A VR cave performance blending music, art, and ancient myth, inspired by the Chauvet Cave and Cro-Magnon creativity.
A project by Semester 3 students
3. Semester, 2025
Supervised by Prof. Dr. Frank Gabler and Prof. Philip Hausmeier
Augmented and Virtual Reality Design
Echoes of Time is a speculative and sensory VR experience that explores how prehistoric humans—specifically the Cro-Magnon—might have used sound and cave art to tell stories and shape culture. Inspired by the Chauvet Cave paintings and the oldest known musical instrument—a bone flute—the project reimagines an ancient performance through interactive virtual storytelling.
Set within a ghostly, immersive cave, users are invited to participate in a musical ritual using a flute-playing mechanic that simulates real-world finger and breath controls. The experience runs on Quest 2 and cleverly uses microphone input to register breath, along with hand-tracked hole-covering interactions. Players can choose between two melodies—red or green—each one shaping the narrative’s outcome and the behavior of mysterious animated characters.
Responding to the music are two ethereal figures: a spectral rhino and a ghost-like human, both inspired by cave art and modeled in a tubular visual style that bridges primitive illustration with contemporary digital design. The acoustics of the cave shift subtly as the player performs, deepening the sense of place and ritual.
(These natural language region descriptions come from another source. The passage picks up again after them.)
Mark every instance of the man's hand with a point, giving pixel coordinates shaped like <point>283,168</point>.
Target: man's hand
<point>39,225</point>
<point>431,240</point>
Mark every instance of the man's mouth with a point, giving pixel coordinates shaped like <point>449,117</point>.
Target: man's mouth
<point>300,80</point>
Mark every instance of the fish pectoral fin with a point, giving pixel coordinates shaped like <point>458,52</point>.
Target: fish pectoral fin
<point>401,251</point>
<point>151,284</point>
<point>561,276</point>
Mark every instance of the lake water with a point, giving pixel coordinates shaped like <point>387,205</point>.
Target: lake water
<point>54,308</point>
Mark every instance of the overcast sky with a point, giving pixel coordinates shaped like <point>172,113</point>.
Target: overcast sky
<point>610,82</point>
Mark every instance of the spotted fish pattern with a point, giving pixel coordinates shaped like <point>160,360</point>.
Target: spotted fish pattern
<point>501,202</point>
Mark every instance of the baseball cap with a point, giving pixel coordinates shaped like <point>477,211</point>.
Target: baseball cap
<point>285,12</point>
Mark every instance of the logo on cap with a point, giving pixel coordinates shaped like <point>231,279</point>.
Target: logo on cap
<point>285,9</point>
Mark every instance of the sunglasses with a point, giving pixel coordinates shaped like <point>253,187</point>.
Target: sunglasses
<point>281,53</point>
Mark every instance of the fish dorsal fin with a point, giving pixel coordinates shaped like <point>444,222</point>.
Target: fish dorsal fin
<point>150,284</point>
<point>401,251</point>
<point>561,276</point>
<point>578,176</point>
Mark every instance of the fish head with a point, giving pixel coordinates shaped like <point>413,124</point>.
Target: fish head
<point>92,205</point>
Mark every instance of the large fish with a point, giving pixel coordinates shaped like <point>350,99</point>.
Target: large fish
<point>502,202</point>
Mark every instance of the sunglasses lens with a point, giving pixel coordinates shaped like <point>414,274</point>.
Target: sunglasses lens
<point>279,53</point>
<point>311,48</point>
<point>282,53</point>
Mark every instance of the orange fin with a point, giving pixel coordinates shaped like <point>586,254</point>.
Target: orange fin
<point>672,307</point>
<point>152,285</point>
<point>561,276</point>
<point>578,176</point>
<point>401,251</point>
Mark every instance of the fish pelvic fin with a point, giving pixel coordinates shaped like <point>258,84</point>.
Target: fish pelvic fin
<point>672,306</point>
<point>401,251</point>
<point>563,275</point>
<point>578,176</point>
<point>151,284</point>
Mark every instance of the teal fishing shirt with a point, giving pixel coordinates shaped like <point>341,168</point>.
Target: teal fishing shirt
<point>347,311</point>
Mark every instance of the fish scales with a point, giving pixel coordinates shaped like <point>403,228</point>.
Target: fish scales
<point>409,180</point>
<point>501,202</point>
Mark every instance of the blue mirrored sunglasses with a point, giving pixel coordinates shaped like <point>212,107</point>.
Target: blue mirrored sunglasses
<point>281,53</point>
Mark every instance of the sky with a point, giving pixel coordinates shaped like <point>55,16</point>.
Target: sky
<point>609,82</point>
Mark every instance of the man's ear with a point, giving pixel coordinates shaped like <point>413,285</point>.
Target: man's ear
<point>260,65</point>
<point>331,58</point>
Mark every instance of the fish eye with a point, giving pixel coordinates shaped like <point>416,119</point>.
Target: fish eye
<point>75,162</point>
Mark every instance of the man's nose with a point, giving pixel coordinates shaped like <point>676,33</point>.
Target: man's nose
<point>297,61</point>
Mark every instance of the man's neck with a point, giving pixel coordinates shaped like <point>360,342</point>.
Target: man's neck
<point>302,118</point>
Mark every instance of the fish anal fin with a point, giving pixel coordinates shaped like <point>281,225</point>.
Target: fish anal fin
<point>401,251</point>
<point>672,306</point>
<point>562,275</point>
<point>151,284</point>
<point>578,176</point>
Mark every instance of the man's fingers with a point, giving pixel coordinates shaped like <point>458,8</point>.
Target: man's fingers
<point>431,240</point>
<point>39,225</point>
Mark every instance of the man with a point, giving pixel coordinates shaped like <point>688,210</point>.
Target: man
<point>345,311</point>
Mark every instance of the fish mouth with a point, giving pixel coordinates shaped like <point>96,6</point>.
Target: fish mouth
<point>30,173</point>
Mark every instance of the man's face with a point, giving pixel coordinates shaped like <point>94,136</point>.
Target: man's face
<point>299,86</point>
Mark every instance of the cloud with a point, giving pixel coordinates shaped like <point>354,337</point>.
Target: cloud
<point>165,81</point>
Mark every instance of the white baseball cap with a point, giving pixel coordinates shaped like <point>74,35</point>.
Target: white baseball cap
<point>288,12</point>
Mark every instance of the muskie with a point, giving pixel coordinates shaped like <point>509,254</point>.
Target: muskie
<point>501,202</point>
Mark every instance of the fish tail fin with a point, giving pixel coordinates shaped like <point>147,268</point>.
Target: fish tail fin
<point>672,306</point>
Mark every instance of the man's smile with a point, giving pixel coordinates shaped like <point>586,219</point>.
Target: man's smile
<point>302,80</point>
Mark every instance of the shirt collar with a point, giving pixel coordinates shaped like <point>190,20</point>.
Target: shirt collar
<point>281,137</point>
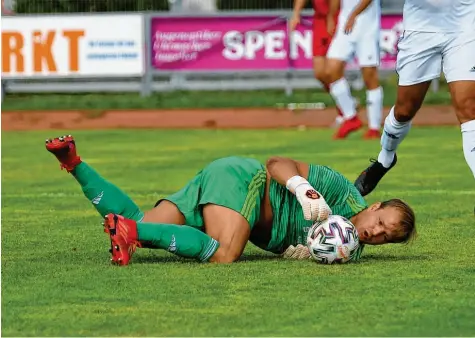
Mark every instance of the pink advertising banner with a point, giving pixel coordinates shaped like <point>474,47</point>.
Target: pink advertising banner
<point>247,43</point>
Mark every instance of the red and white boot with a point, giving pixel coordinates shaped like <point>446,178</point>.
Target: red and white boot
<point>64,148</point>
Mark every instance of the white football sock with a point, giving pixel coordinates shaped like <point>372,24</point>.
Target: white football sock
<point>374,104</point>
<point>393,134</point>
<point>341,93</point>
<point>468,138</point>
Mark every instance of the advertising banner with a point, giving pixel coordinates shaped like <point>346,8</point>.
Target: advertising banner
<point>246,43</point>
<point>96,45</point>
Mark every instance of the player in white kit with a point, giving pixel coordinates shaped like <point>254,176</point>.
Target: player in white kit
<point>439,35</point>
<point>357,34</point>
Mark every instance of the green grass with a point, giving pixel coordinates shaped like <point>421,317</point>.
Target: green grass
<point>185,99</point>
<point>57,281</point>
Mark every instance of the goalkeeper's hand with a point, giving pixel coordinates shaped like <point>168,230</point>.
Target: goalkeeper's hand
<point>314,206</point>
<point>297,252</point>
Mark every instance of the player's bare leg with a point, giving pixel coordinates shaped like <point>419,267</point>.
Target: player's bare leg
<point>396,126</point>
<point>341,92</point>
<point>374,102</point>
<point>229,228</point>
<point>463,100</point>
<point>319,65</point>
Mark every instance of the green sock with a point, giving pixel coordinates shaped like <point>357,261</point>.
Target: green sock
<point>182,240</point>
<point>105,196</point>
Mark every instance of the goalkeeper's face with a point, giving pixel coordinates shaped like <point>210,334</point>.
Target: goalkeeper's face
<point>382,224</point>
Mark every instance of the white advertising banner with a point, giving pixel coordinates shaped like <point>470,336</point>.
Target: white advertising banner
<point>96,45</point>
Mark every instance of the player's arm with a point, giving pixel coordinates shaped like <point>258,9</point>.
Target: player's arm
<point>362,5</point>
<point>295,20</point>
<point>293,175</point>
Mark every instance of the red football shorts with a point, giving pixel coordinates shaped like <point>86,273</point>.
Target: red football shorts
<point>321,38</point>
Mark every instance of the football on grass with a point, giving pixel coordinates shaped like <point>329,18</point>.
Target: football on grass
<point>333,241</point>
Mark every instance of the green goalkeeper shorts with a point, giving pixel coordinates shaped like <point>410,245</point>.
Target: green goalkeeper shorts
<point>234,182</point>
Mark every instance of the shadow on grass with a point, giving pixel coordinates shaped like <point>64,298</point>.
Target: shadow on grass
<point>395,258</point>
<point>153,259</point>
<point>368,259</point>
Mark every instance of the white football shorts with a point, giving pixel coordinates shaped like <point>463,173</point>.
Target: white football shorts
<point>365,47</point>
<point>423,55</point>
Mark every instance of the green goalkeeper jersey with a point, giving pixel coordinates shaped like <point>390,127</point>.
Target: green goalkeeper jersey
<point>289,226</point>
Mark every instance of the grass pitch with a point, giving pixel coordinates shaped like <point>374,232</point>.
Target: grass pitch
<point>57,280</point>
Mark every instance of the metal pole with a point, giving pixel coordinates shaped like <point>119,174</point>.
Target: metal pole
<point>147,78</point>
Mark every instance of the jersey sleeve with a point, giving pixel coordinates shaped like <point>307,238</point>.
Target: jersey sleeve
<point>339,193</point>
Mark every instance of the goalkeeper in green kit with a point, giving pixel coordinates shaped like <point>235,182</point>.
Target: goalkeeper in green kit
<point>234,200</point>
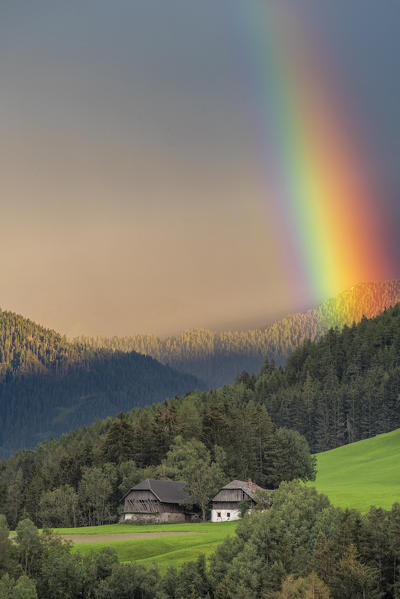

Behind the scenes, the music was generated using AI models trained on bone flute compositions and layered with additional ambient textures to match the otherworldly tone. Developed in Unity with original 3D assets and multiple AI tools, Echoes of Time invites audiences to reconsider the roots of music, myth, and media by stepping into a speculative past where sound and spirit merged into immersive storytelling.